1. You can use a <many-to-one> in your Patient mapping like this:
Code:
<many-to-one name="PatientStatus" column="PatientStatus_ID"/>
The .net type of this property need to be a PatientStatus class.
2. If you are mapping PatientStatus_ID as a plain old <property>, the .net type of your property needs to be an int or long depending on your db column type.
My suggestion if you go with #1 above is to map the <many-to-one> with the fetch="select" attribute
in combination with second-level cache. That way, you are doing one less join and you are not fetching all the PatientStatus objects all the time.

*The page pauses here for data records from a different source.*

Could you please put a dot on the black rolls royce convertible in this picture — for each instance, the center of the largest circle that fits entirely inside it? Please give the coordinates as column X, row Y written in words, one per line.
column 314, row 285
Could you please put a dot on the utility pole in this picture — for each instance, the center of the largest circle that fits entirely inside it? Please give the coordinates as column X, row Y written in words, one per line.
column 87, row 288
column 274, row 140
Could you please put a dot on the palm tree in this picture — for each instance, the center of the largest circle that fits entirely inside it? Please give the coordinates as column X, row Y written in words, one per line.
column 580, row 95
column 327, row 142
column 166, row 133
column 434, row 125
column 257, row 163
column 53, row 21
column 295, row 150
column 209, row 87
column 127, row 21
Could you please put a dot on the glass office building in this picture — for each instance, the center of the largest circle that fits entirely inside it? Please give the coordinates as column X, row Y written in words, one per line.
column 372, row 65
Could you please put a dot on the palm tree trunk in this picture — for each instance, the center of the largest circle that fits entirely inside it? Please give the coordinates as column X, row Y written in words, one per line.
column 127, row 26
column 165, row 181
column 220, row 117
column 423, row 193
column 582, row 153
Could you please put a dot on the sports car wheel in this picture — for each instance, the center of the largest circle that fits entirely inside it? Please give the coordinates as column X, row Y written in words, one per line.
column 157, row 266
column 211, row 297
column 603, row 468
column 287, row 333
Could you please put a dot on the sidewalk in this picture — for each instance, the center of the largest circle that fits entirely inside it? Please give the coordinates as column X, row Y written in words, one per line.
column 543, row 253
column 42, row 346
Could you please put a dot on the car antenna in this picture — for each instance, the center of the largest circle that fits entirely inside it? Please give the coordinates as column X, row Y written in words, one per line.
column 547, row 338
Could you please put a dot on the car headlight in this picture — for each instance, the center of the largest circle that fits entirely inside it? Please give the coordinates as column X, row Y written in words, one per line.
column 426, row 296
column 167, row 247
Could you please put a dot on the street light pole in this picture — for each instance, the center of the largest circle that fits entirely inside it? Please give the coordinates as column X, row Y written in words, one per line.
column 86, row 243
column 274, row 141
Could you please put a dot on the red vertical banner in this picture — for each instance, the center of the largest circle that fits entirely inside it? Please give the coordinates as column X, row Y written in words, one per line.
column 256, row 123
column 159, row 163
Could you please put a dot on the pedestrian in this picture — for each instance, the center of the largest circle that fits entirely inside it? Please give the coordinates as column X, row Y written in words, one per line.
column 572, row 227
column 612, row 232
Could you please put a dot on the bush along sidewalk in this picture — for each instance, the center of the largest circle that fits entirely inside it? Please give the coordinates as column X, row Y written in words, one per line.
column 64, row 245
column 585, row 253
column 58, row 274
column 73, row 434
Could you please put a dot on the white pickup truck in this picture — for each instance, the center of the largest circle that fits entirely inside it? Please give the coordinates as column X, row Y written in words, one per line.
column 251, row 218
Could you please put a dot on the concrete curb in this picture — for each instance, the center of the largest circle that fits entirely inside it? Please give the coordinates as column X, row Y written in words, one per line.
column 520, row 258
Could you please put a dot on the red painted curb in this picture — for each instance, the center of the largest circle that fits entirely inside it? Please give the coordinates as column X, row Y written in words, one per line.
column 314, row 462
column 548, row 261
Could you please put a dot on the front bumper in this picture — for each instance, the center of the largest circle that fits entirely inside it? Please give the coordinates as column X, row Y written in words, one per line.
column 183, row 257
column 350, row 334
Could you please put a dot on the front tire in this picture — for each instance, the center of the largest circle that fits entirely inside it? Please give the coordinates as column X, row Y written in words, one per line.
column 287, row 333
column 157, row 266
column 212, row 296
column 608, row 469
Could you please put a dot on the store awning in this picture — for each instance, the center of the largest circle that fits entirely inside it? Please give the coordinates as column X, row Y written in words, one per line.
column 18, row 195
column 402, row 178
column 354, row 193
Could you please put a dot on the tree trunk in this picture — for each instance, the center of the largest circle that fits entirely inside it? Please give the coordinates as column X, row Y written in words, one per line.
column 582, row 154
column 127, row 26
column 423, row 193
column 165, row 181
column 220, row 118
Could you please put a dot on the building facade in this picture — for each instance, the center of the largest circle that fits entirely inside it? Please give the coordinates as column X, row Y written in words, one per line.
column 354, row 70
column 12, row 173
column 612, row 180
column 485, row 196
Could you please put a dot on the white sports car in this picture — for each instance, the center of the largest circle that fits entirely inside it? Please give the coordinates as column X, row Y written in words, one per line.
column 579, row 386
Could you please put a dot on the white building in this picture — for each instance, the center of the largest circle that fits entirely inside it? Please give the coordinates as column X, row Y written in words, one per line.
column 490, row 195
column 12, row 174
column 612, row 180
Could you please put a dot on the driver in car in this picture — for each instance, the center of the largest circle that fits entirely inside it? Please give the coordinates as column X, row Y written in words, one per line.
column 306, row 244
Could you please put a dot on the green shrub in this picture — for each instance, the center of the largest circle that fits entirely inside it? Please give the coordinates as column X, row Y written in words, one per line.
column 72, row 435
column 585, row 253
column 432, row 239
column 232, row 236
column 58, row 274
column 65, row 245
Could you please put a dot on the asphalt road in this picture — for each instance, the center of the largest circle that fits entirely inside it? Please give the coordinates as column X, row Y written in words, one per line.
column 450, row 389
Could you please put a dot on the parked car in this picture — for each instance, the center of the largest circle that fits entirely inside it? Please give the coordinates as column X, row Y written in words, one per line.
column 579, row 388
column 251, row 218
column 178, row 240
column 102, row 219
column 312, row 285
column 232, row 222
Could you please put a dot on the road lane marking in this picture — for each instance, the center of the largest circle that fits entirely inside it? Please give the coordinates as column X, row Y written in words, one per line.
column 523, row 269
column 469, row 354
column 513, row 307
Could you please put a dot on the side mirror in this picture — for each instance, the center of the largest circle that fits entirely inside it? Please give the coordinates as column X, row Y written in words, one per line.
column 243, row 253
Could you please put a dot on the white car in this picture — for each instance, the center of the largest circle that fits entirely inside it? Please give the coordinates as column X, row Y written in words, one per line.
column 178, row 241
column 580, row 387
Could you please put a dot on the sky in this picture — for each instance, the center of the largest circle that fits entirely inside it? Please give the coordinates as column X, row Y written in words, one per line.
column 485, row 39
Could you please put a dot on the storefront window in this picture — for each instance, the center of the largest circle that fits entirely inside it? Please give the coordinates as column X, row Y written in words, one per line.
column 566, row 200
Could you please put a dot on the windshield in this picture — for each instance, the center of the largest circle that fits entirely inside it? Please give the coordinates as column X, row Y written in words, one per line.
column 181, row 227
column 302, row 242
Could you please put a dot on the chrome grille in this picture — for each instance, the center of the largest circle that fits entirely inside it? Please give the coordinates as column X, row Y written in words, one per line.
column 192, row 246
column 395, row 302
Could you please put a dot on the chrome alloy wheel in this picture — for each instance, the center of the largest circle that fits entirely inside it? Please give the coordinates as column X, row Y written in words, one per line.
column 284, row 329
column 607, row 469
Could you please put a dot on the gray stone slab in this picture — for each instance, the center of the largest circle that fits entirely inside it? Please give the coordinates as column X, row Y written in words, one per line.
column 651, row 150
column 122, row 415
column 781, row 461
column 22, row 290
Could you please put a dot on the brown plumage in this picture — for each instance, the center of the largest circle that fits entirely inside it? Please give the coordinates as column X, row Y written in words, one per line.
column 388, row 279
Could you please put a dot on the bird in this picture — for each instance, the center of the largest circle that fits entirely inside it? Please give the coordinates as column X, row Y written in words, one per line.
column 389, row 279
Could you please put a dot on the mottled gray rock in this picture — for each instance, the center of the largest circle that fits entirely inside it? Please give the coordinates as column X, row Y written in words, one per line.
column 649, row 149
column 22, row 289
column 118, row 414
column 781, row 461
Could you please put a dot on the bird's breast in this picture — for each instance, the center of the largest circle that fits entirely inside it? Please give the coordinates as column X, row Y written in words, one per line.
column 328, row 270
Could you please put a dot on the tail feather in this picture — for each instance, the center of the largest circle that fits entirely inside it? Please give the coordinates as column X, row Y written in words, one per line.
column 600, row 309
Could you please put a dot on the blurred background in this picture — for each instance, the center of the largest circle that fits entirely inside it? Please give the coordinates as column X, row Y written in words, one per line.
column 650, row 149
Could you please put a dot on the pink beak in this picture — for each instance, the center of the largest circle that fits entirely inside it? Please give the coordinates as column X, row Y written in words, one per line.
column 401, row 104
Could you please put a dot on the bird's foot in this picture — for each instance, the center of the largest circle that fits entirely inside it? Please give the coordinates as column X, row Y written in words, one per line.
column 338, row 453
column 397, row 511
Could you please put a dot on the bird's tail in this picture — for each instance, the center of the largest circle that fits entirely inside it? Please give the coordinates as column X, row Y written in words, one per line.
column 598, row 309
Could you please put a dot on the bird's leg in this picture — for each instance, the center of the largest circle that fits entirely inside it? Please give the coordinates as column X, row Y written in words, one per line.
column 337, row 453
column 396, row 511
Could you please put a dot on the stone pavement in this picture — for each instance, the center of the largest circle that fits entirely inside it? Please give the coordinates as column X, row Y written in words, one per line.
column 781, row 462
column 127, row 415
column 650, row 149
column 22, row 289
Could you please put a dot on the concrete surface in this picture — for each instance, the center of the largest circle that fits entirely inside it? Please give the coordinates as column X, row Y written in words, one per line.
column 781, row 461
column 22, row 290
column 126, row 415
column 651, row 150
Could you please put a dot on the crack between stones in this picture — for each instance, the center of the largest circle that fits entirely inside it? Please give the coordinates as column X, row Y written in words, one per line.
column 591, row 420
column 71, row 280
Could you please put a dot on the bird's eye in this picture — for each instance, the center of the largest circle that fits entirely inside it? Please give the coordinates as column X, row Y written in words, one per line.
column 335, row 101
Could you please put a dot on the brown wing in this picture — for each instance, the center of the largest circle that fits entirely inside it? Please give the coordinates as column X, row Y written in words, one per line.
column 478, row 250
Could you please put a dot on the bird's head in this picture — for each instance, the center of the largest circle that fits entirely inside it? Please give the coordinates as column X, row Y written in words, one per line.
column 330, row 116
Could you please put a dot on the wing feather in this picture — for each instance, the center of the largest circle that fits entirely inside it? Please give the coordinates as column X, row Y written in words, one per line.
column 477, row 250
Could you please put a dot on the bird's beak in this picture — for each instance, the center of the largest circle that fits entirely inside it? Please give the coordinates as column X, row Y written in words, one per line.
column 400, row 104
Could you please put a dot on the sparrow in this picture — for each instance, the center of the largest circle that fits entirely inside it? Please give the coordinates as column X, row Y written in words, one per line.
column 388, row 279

Our application has about 80 of these lookup classes. We found that mapping the PatientStatus_ID column as a true .net enum works way better from a test-driven development perspective. We still have the likes of the PatientStatus classes mapped via NHibernate, but we only fetch it when we need the details from it. Majority of the time, we are doing something like this:
Code:
Patient p = new Patient();
p.PatientStatus = PatientStatus.IdEnum.New;
// where PatientStatus.IdEnum is a nested enum defined inside the PatientStatus class
You situation will be different; but if you don't need the properties of the PatientStatus most of the time, then only mapping its ID to the Patient class is, in my opinion, a better way to go. Hope it helps.